BEN KİMİM? CEVAP BİR YUDUM MUHABBETİN İÇİNDE...
YouTube’da gezinirken izlediğim bir video üzerine, nasıl bir tasarımla yaratıldığımın izini sürme niyetiyle sevgili arkadaşım Ufuk’un kapısını çalıyorum.
Ufuk, adı gibi ufkunu genişletmek için çabalayan, hem kendi arayışında olan hem de başkalarına rehberlik eden, heyecanlı ve kıpır kıpır bir delikanlı. Noktaya Yolculuk Akademi’de yollarımız kesişti sevgili Ufuk’la. Sınıfımızın en başarılı, biricik eril enerjisi. Gül kokulu kadının "annem" diye hitap ettiği, oldukça seviyeli, kendini bilme yolunda epeyce mesafe kat ettiği her hâlinden belli olan biri.
Oturduğu koltuktan rahatına düşkün olduğunu, kulağına taktığı kulaklıktan hiçbir detayı dış sese maruz bırakmadan dinlemek istediğini; gülüşüyle de ne kadar samimi ve içten olduğunu yansıtıyordu karşısına dizilen noktalara.
Noktaya Yolculuk Akademi’yi; farklı ülkelerden, farklı illerden, inançlardan, görüşlerden, cinsiyetlerden, kültürlerden insanların bir araya gelip harmanlandığı, farklılık ve aynılığın iç içe geçtiği bir alan olarak tanımlayabilirim. Ufuk da bu bütünün bir parçası – hepimiz gibi.
Kapısını çaldığım anda sevgiyle karşılıyor beni. Hal hatır sorulduktan sonra, misafirperverliğinden ödün vermeden beni, konuklarını ağırladığı misafir odasında bir süre bekletmek üzere izin isteyip bitişikteki mutfağa geçiyor, sofra hazırlamak için. Karşılanışım, sevindirici bir ses tonu ve güler yüzle olunca konukluğum da anlam kazanıyor. Beklentim yüksek değil; zaten ansızın kapıyı çalan benim. Önüme ne konsa razıyım. Boşuna dememiş atalarımız: “Misafir umduğunu değil, bulduğunu yer.”

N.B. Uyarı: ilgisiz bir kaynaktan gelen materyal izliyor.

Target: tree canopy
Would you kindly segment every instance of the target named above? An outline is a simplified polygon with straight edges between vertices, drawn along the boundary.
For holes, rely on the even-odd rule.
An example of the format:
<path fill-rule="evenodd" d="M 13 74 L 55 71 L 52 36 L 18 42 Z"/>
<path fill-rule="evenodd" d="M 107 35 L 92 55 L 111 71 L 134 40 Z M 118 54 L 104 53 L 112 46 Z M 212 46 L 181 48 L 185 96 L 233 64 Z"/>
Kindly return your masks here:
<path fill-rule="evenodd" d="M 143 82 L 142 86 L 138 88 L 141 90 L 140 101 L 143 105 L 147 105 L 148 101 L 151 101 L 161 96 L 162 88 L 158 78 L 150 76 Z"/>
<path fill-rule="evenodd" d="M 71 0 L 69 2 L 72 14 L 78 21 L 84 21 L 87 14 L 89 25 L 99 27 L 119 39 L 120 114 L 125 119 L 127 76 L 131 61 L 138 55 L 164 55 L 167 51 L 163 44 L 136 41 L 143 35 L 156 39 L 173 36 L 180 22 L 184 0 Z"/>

Bu bekleme esnasında Ufuk, heybesinde biriktirdiklerini harmanlamadan önce, içeriden sesleniyor:
“Abla, ocağa koymadan önce birer kupa kahve içelim mi?”
Heyecanlıyım. İç sesimle “Olur, olur,” diye onaylıyorum.
Konukluğumun sebebi belli: İz sürerken bir yarenden, aş tadında kendi tasarımımı dinlemek. Dostun sofrasında muhabbetle oturmanın tadı ise bambaşka.
Kupayı uzatıp geri dönerken, ben de elimde tuttuğum kahveyle çay gibi demleniyorum. Demlenme vakti bitince, Ufuk hazırladığı sofraya nazik bir ses tonuyla davet ediyor.
“Hay hay,” diyerek kalkıyorum. Arkadaşım, sofrasını sevgiyle harmanladığı envaiçeşit aş ile donatmış. Adettendir, yemeğe başlamadan önce sofra duası edilir:
Dua bittikten sonra, karşılıklı oturduğumuz sofrada Ufuk, usulca hazırladıklarını ikram etmeye başlıyor. Nasıl da edepli, nasıl da zarif bir insan... Böyle bir dosta sahip olduğum için onurlanıyorum.
Ufuk, her birimizin eşsiz ve biricik olduğumuzu; bu hayatta sadece kendimiz olmak için var olduğumuzu hatırlatıyor bana.
Muhabbet derinleştikçe, dışarıda yağan yağmur da şaşkınlığım gibi sağanağa dönüyor. Saatlerce süren sağanak eşliğinde Ufuk, heybesinde biriktirdiği Human Design (insan tasarımı) bilgilerini süzgecinden geçirip, doğumumla başlayan yolculuğumda seyir hâlinde olan "beni", bana nezaketle anlatıyor.
İçinde bulunduğum duygu, düşünce ve davranış örüntülerinin ardındaki perdeyi aralıyor. Tasarımımın bir parçası olan yaşam deneyimlerimi sentezleyip yazıya dökme arzusu uyanıyor içimde. Bu nedenle kaleme alıyorum bu yazıyı. İsterim ki yazılarımı okuyan her can, kendi tasarımı hakkında bilgi edinsin ve kendine yön versin.
Sofradan kalkmadan önce, Mevlana'nın dediği gibi “Kendini bilen Rabbini bilir." Rabbini bilende kendini bulur'uda ardına kendimden ekleyerek , yemek sonrası soframıza konulana teşekkür ederek kalkıyoruz.
Sadece “Kendimiz” olmak için bu hayatta olduğumuzu kendimiz oldukça kendimizi bilme yolunda mucizevi şeylere tanıklık edebileceğimizin farkındalığı ile oturduğumuz her sofraya sevgiyle oturup beslenebileceğiniz şeylerle kalkmanızı dileyerek sonlandırıyorum bugünlük kendimden kendime yolculuğu.
Günay AKBAYIN YİĞİT
08.07.2025
Kendime ve okura not: Sevgili kardeşim Ufuk Şahin'e Human Desing danışmanlığı ile bana beni tanıttığı için teşekkürü borç bilirim.